What does --gpu-memory-utilization actually control?

It's the fraction of total VRAM vLLM is allowed to claim for weights plus KV cache. At 0.85 on a 24 GB card, vLLM treats 20.4 GB as its budget: model weights take their fixed cut (~16 GB for Llama 3 8B in FP16), and the rest becomes the KV cache pool shared across all concurrent sequences. Pushing it to 0.90 or 0.92 squeezes out more concurrent capacity; going too high risks OOM when a spike of long prompts arrives. It does not change per-token speed — only how many sequences can coexist.

Why does a shorter --max-model-len speed up throughput if the math per token is identical?

It doesn't speed up individual tokens; it speeds up the system. KV cache memory per sequence scales linearly with max_model_len, so halving it from 2048 to 512 lets roughly 4× more sequences fit in the same cache budget. More concurrent sequences means more useful work per forward pass means higher aggregate tokens/sec. The tradeoff is real: users who send prompts longer than your cap get truncated or rejected, so the right value is governed by your workload's P99 prompt length, not by benchmark numbers.

Why measure TTFT instead of just total latency?

Because end-users perceive streaming latency as TTFT. A 4-second response that streams its first token in 200 ms feels snappy; the same 4-second response delivered as one JSON blob feels broken. TTFT is dominated by the prefill pass (processing the prompt) plus queueing; decode-tokens-per-second dominates afterward.

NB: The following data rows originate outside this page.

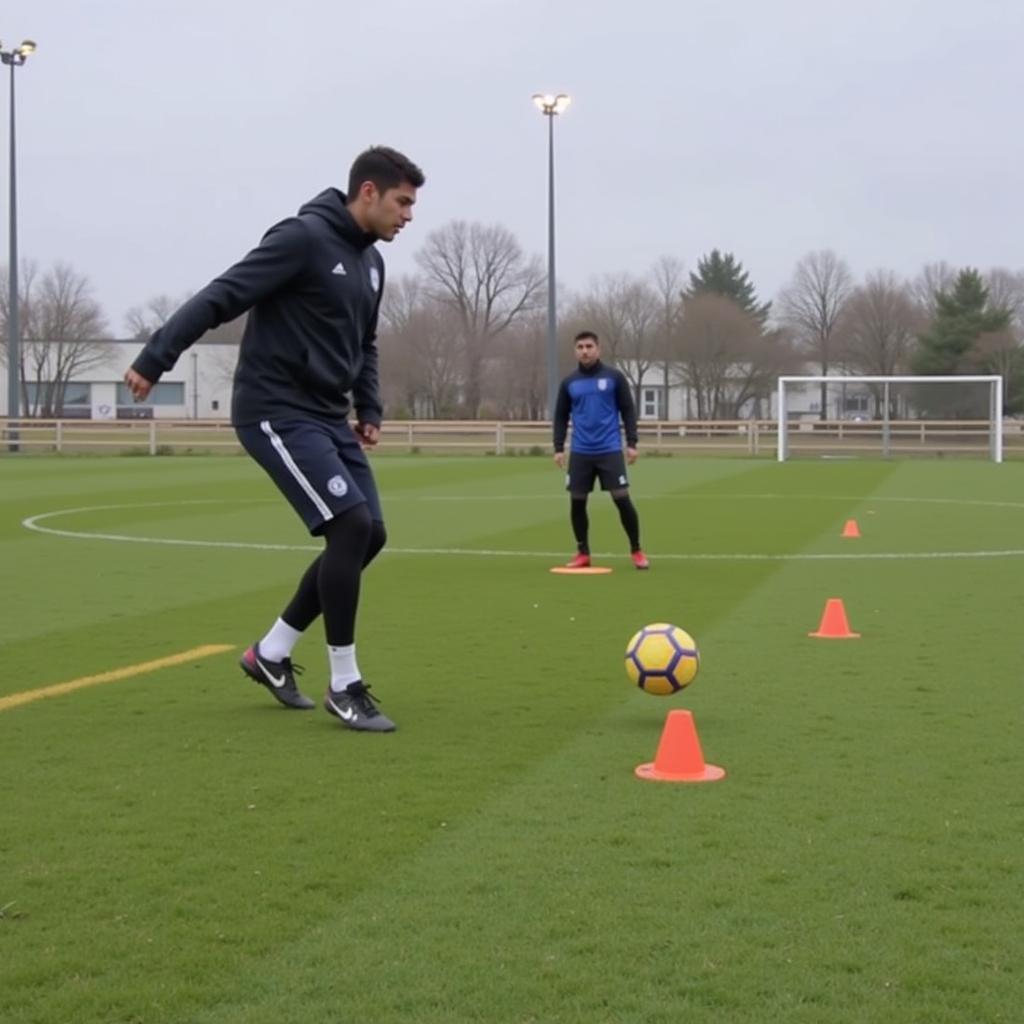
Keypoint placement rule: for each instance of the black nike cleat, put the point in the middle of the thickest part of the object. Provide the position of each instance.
(278, 677)
(356, 708)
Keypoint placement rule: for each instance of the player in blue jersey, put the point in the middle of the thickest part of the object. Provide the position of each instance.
(595, 397)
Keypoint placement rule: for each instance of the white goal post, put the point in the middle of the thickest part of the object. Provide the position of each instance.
(885, 432)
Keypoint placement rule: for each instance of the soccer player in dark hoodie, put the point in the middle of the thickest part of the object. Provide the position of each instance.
(595, 396)
(312, 288)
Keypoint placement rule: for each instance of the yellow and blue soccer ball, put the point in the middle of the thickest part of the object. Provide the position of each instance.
(662, 658)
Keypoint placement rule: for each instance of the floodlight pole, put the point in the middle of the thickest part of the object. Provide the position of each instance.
(550, 107)
(13, 58)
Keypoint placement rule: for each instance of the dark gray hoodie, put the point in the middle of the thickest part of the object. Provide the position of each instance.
(312, 288)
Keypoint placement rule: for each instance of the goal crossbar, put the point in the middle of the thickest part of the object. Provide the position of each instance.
(994, 381)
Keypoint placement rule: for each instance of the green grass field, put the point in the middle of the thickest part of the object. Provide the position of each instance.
(175, 848)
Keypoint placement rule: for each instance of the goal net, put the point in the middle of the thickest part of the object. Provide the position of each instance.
(890, 417)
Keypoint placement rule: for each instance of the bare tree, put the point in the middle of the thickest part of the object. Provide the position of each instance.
(934, 278)
(879, 326)
(812, 304)
(64, 336)
(421, 350)
(143, 320)
(517, 381)
(668, 282)
(480, 272)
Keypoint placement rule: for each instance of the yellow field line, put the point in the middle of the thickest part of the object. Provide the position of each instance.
(16, 699)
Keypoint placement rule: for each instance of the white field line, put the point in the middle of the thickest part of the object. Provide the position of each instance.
(34, 523)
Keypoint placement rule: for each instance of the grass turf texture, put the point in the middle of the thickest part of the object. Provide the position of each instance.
(175, 848)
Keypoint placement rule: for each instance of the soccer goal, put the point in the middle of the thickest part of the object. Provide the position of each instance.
(861, 417)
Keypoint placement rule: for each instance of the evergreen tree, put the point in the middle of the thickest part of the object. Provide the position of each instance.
(720, 273)
(963, 315)
(956, 343)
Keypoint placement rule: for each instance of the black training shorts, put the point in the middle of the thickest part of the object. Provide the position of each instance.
(320, 467)
(608, 467)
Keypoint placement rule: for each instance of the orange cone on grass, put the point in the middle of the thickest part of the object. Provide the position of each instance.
(834, 623)
(679, 758)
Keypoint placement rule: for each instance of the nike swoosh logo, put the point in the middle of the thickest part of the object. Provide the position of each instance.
(270, 676)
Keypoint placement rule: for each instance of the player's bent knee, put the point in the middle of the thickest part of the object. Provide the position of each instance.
(354, 524)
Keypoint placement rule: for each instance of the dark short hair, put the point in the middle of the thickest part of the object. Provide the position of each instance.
(385, 167)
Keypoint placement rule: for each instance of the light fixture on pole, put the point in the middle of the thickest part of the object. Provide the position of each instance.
(550, 107)
(13, 58)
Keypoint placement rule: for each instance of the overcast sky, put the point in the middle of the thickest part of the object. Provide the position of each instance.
(157, 139)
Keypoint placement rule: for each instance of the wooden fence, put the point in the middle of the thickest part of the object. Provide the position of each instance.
(750, 438)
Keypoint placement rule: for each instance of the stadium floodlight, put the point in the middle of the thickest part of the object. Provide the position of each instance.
(551, 105)
(13, 58)
(890, 428)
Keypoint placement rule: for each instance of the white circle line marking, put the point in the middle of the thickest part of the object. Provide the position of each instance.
(33, 523)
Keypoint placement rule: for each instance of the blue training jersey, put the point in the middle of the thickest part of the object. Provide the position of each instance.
(595, 399)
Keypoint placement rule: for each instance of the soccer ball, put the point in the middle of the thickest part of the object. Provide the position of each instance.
(662, 659)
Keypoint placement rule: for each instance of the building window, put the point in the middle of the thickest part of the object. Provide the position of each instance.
(170, 393)
(77, 398)
(649, 402)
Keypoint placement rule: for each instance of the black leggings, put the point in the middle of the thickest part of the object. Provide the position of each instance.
(331, 584)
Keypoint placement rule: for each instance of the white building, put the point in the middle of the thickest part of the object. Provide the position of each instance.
(199, 387)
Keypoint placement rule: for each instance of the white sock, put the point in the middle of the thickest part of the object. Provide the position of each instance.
(278, 644)
(343, 667)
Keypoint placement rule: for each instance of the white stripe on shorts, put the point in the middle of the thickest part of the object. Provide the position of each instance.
(303, 481)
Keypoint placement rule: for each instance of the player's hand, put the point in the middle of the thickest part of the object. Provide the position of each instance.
(137, 384)
(369, 433)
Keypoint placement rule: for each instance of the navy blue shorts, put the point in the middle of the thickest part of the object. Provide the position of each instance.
(609, 468)
(320, 467)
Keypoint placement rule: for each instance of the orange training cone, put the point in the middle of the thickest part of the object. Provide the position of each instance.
(834, 625)
(679, 758)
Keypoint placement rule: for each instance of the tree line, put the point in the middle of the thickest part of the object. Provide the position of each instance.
(465, 336)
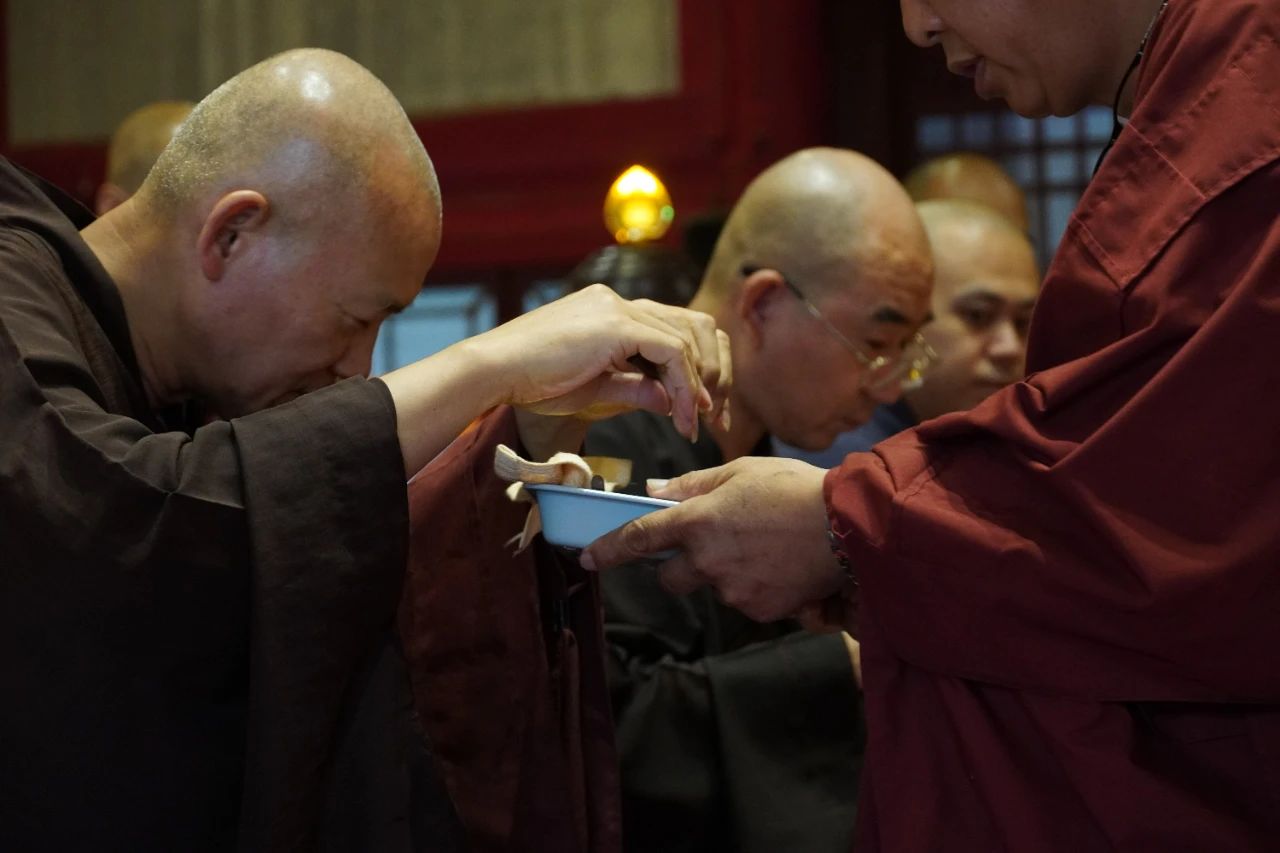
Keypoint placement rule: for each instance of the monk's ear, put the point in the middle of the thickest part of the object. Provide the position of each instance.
(760, 296)
(232, 219)
(109, 196)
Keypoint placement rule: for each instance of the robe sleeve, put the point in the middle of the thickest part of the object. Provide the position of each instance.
(274, 542)
(1107, 528)
(506, 661)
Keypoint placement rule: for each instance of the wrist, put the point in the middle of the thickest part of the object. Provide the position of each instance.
(487, 372)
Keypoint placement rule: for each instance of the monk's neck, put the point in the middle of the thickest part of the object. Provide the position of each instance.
(745, 429)
(744, 433)
(123, 247)
(1139, 22)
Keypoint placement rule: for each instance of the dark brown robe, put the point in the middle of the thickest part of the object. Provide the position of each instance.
(195, 621)
(734, 735)
(507, 664)
(1070, 596)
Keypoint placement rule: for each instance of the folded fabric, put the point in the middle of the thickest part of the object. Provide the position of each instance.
(561, 469)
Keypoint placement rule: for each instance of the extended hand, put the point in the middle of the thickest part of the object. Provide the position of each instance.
(754, 529)
(594, 354)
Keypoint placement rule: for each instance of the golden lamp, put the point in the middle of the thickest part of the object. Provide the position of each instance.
(638, 211)
(638, 208)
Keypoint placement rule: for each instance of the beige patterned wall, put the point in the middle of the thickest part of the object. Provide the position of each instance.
(76, 67)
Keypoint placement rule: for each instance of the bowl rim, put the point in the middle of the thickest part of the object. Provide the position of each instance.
(622, 497)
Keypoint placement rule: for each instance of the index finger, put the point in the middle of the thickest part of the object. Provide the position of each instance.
(649, 534)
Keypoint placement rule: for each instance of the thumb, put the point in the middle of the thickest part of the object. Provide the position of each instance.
(691, 484)
(645, 536)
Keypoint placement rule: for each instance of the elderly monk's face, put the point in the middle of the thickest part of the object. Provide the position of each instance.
(986, 281)
(305, 310)
(1040, 56)
(807, 386)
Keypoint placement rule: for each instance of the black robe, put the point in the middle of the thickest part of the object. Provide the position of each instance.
(193, 623)
(732, 735)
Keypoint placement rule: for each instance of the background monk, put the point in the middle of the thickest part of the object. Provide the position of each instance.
(972, 177)
(135, 147)
(1066, 597)
(732, 734)
(984, 286)
(197, 620)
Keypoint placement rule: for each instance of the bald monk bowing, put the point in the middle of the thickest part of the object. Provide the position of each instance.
(1066, 597)
(970, 177)
(135, 147)
(196, 617)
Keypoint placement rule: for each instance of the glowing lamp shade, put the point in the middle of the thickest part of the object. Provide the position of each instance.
(638, 208)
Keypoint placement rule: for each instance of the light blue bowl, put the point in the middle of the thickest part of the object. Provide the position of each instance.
(575, 518)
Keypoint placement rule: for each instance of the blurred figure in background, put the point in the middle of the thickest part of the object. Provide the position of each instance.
(135, 147)
(984, 287)
(973, 177)
(736, 735)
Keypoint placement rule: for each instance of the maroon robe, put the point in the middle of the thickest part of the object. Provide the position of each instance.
(1070, 596)
(507, 662)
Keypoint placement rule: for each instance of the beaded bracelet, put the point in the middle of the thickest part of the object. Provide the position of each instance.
(837, 548)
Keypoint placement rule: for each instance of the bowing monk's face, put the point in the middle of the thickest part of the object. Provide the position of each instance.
(1040, 56)
(986, 282)
(300, 306)
(807, 379)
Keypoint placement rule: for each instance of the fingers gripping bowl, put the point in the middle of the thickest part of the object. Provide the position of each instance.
(575, 518)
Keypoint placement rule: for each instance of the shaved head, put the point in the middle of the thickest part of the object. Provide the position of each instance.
(292, 213)
(822, 269)
(827, 217)
(304, 127)
(972, 177)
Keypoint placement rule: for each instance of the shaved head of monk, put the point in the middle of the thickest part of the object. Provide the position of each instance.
(972, 177)
(984, 286)
(822, 270)
(293, 210)
(135, 147)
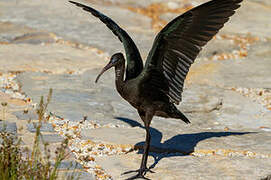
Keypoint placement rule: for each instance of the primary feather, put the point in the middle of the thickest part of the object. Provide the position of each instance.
(180, 41)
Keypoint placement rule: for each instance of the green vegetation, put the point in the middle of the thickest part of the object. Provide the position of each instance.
(18, 162)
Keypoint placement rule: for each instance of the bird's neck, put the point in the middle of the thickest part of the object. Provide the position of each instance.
(119, 71)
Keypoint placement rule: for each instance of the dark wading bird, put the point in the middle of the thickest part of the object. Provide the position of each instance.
(154, 89)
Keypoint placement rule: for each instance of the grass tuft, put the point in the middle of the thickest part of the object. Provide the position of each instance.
(19, 162)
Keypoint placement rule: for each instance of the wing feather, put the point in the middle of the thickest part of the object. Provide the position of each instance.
(180, 41)
(134, 61)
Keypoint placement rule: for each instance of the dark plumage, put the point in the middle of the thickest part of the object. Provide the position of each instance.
(154, 90)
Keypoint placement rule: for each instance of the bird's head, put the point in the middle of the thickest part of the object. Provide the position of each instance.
(115, 60)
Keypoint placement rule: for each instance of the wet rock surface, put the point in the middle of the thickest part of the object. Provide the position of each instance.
(227, 96)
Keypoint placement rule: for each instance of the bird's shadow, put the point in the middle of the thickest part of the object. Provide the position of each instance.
(182, 144)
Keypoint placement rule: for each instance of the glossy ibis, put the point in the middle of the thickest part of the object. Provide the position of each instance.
(154, 89)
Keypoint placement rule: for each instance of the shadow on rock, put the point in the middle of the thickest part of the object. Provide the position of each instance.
(179, 145)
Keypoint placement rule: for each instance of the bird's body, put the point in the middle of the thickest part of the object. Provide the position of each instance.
(155, 88)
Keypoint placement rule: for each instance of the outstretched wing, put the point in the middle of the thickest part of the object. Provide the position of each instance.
(134, 61)
(179, 42)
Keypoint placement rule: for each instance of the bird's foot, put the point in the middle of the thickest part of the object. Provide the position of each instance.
(140, 173)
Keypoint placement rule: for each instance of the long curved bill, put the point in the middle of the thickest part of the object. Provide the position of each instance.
(108, 66)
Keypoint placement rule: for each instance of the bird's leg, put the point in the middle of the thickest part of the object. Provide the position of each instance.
(146, 117)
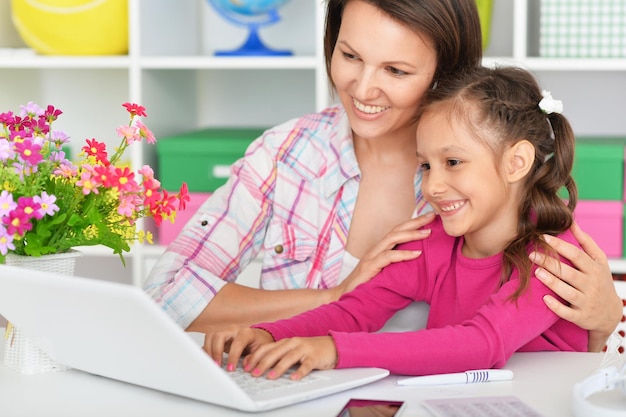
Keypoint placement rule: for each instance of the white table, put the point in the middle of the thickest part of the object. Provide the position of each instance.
(543, 380)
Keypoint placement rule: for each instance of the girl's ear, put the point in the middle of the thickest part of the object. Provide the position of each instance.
(519, 159)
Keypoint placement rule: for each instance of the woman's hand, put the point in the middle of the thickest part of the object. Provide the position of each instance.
(236, 340)
(587, 287)
(384, 254)
(276, 358)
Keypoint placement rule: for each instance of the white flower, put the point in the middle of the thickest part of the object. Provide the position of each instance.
(549, 105)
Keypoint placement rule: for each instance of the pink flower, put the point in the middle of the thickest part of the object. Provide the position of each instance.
(126, 206)
(6, 241)
(105, 175)
(97, 150)
(6, 203)
(130, 133)
(30, 207)
(29, 151)
(125, 179)
(17, 222)
(144, 132)
(86, 182)
(46, 204)
(183, 197)
(51, 114)
(31, 110)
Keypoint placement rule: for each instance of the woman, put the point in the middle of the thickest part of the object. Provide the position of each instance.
(327, 196)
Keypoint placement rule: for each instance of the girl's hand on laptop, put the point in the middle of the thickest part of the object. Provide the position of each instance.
(276, 358)
(236, 341)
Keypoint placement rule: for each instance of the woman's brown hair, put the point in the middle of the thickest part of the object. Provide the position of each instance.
(453, 26)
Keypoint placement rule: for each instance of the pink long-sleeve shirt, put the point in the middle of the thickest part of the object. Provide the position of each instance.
(472, 323)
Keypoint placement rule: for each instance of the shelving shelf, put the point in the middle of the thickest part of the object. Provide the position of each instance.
(171, 70)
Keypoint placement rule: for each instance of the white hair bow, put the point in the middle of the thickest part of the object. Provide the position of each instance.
(549, 105)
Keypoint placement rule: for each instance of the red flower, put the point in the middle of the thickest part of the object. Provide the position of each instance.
(97, 150)
(183, 197)
(51, 114)
(29, 151)
(135, 109)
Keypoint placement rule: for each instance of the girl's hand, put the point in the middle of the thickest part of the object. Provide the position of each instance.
(587, 287)
(383, 254)
(310, 352)
(235, 340)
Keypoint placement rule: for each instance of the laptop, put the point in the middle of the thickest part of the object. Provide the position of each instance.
(117, 331)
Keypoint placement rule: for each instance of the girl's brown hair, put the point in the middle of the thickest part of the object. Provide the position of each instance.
(453, 26)
(501, 107)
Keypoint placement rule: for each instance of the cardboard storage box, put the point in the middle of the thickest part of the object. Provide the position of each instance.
(582, 28)
(604, 222)
(169, 231)
(599, 168)
(202, 158)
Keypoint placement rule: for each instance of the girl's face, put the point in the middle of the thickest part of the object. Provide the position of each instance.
(464, 185)
(380, 69)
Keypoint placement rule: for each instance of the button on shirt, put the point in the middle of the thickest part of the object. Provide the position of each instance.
(290, 197)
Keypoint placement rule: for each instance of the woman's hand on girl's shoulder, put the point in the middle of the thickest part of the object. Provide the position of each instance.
(383, 253)
(591, 301)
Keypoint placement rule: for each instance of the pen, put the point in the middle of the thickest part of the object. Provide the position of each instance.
(468, 377)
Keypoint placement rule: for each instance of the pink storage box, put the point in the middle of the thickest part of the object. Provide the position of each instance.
(169, 231)
(603, 221)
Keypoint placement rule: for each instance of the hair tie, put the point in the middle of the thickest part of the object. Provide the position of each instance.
(549, 105)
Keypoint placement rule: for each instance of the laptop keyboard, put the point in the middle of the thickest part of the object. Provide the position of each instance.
(261, 385)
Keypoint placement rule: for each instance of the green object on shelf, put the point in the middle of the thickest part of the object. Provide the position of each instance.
(599, 168)
(485, 9)
(202, 158)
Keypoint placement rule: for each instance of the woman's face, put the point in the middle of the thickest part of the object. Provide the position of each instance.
(381, 70)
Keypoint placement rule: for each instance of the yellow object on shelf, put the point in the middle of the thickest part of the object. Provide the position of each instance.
(73, 27)
(485, 8)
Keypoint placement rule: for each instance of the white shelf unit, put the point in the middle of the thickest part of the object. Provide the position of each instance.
(172, 71)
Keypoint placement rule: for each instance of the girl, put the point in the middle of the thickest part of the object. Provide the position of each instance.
(494, 154)
(326, 196)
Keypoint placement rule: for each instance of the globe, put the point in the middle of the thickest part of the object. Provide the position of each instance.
(252, 14)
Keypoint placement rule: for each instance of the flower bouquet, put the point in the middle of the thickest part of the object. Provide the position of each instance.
(50, 205)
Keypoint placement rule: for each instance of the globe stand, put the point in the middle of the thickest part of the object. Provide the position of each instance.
(253, 46)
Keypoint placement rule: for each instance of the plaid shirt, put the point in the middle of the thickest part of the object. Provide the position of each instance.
(290, 197)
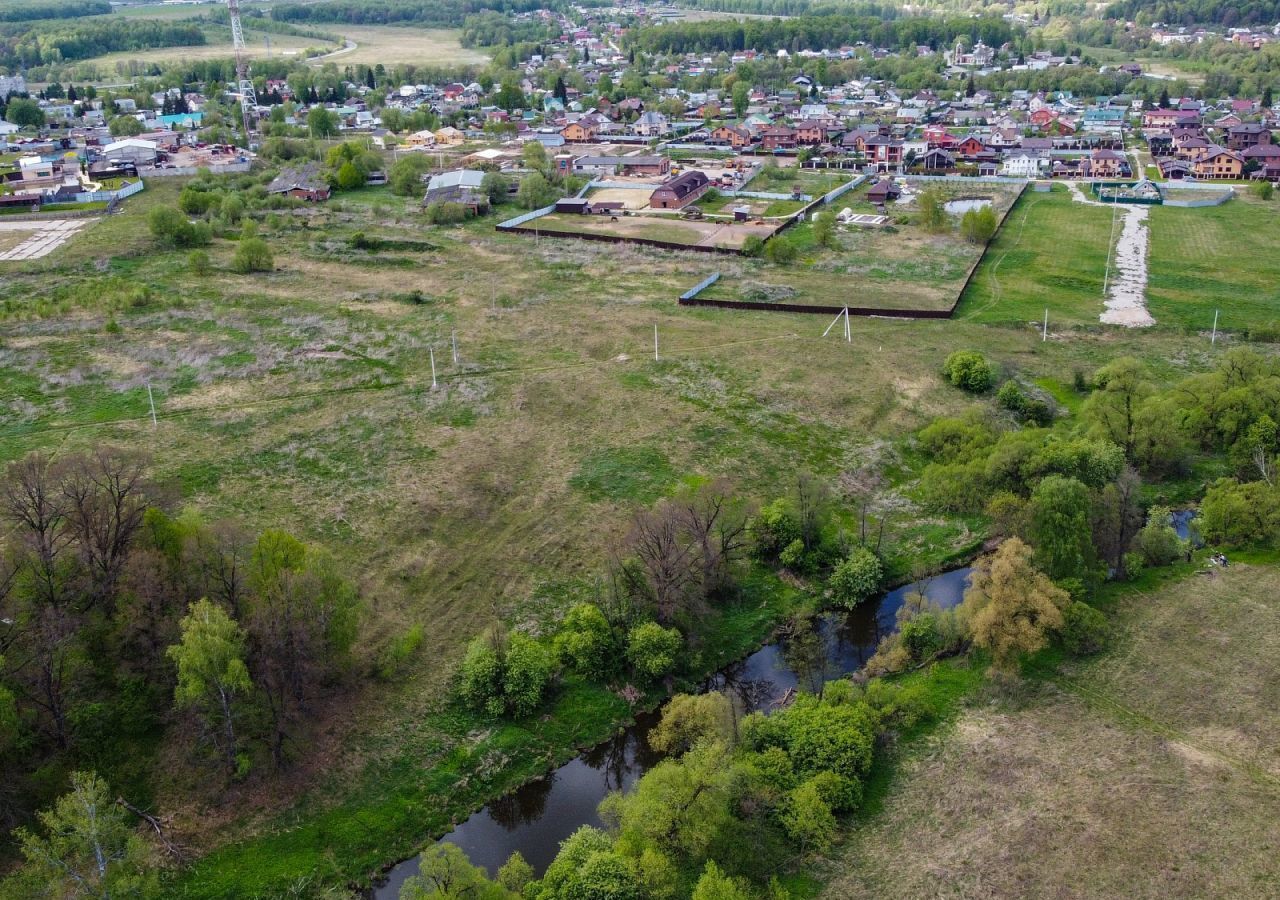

They're separately tunable — prefill benefits from chunked prefill and tensor parallelism, decode benefits from KV cache efficiency and batching — so any serious serving dashboard tracks them as two distinct SLOs.

When should I use Triton or TensorRT-LLM instead of vLLM?

Triton shines when you serve heterogeneous models — an LLM plus an embedding model plus a reranker in one pipeline, or when you need ensemble/BLS flows. vLLM is LLM-only. TensorRT-LLM squeezes out the absolute best single-model latency on NVIDIA hardware because it pre-compiles optimized kernels per GPU arch, but it costs engine-build time and flexibility. In practice most teams start on vLLM because the OpenAI-compatible API is a drop-in, and only switch when they hit a specific ceiling that vLLM provably can't clear.

How is each step graded?

Each check script runs your workspace file with a 60-120 second timeout and verifies the side effects. Step 1 parses naive_benchmark.py and confirms it calls model.generate() and times requests. Step 2 actually hits http://localhost:9000/health and runs query_vllm.py end-to-end. Step 3 runs the concurrent benchmark and checks wall time vs aggregate latency. Step 4 confirms vLLM is reachable after your restart and prints throughput. Step 5 verifies ttft was measured during streaming. If a step needs vLLM running, starting it in the terminal is part of the exercise.